Christopher Passmore ranked a ‘rising star’ by San Fernando Valley Business Journal

Rising Star Accountants: Christopher Passmore

By Helen Floersh

Originally published in the May 29 issue of the San Fernando Valley Business Journal

Christopher Passmore, 40, began his career at Pricewaterhousecoopers, where he worked with publicly and privately held businesses. He joined Martini, Iosue & Akpovi 10 years ago and was promoted to managing partner last year. He specializes in assurance and business consulting services to emerging and middle market companies, and focuses on manufacturing, professional services, franchises and benefit plans. He spends his free time with his family – his children are 7 and 10 – and he enjoys cycling and exploring southern California.

TITLE: Managing Partner
FIRM: Martini, Iosue & Akpovi, Encino
SPECIALTY: Assurance and business consulting to emerging and middle-market
HOBBIES: Charity, cycling and exploring Southern California with his family

Question: Why accounting?
Answer: I wanted to help clients grow their businesses and achieve their goals. The opportunity to become an entrepreneur also appealed to me. In accountancy, you can become a partner and run your own business – this is not possible in all professions.

Your role in the firm?

As the managing partner, I spend time planning and driving forward the firm’s strategy. Which products should we develop and offer? Should we open new offices?

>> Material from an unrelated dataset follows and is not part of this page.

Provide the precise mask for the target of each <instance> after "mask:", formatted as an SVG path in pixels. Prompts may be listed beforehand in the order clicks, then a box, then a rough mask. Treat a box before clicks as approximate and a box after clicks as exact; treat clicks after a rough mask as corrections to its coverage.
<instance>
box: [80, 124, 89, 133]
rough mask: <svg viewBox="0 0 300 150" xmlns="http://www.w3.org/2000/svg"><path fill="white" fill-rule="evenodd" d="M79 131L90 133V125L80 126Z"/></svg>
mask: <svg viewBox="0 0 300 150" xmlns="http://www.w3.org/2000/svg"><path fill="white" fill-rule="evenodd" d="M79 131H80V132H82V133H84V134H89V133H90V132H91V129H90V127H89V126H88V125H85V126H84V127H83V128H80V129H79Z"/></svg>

What defines “star accountants”?

It is a balance between the ability to apply technical accountancy knowledge and the softer skills such as being an effective communicator and being able to empathize with your clients. I have always been good at communicating complex accounting concepts to clients who do not have an accountancy background.

Time management:

One third of my time is interacting directly with the firm’s clients; one third managing the firm on a day-to-day basis; and one third on the firm’s development.

Best part of your job:

Every client’s business is like a puzzle. Sometimes you know that something is not right, but the solution or missing piece is not always obvious. It is extremely satisfying when you figure it out.

Biggest misconception about accounting?

People often think that accountants do not need to have people skills. To be successful in this profession you need to be good with a calculator and have good client service skills.

Your personality at work:

I am told I am very calm and this helps me when dealing with multiple client deadlines. I approach projects step-by-step until they are completed.

New generation of accountants:

I have been inspired by the previous generation’s work ethic and their willingness to go out and do what is needed to provide excellent client service. I think the main differences have been driven by technology. Today, we have more control as we can work remotely, we can provide more client tools such as online portals and data analysis programs, and we are being kinder to the environment by using less paper.